Figure 3. Characterization of mOct4 critical DNA binding residues.

(a) Model of Oct4^POU:PORE complex. The POU_S domain is shown in blue, the POU_HD domain in green, the linker in magenta, and the DNA in yellow. Residues tested in our collection that have atoms within 3.6 Å of DNA (protein-DNA interface) are highlighted. Those making hydrogen bonds to phosphate or DNA bases are labeled with one star or two stars, respectively. V269 is labeled with three stars for its non-polar contacts with DNA base. R150, T156, D159 and E181 are highlighted to show their intra-molecular interactions.

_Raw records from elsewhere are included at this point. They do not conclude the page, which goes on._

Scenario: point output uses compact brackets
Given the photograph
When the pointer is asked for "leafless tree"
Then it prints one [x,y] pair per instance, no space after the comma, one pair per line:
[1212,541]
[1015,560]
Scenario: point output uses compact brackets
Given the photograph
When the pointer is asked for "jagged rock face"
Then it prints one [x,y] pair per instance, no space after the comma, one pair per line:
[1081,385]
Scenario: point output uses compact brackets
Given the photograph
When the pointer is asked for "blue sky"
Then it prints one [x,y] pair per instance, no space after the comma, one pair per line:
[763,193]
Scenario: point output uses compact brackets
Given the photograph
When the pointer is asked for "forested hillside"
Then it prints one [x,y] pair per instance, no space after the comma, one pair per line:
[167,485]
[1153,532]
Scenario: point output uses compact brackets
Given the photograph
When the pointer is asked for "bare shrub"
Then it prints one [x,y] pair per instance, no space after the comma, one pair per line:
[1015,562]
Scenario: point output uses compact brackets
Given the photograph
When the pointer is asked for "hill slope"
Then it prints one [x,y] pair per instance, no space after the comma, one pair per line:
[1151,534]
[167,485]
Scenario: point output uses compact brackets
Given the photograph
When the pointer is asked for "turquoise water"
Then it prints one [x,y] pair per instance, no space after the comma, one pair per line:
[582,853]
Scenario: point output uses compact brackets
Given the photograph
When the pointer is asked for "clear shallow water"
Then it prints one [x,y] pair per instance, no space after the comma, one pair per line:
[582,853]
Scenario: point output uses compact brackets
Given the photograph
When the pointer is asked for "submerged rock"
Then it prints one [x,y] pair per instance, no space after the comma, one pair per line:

Right upper panel shows zoomed-in view of the interaction between D159 and T156. Right lower panel shows zoomed-in view of the interaction among E181, R150 and Q157. Hydrogen bonds are shown by red dot lines. (b) AP staining of reprogramming defective alanine mutants. (c) Protein stability of reprogramming defective alanine mutants in MEFs. (d) The relative transcriptional activity of reprogramming defective alanine mutants was measured using 6xCR4-Luc and 5xW-Luc reporters, respectively. Data are representative of at least three independent experiments. Statistics analysis was performed using a t-test (mean and s.d. of duplicate assays). (e) Interaction of mOct4 Q174A with Sox2 was compared to that of Oct4 WT with Sox2.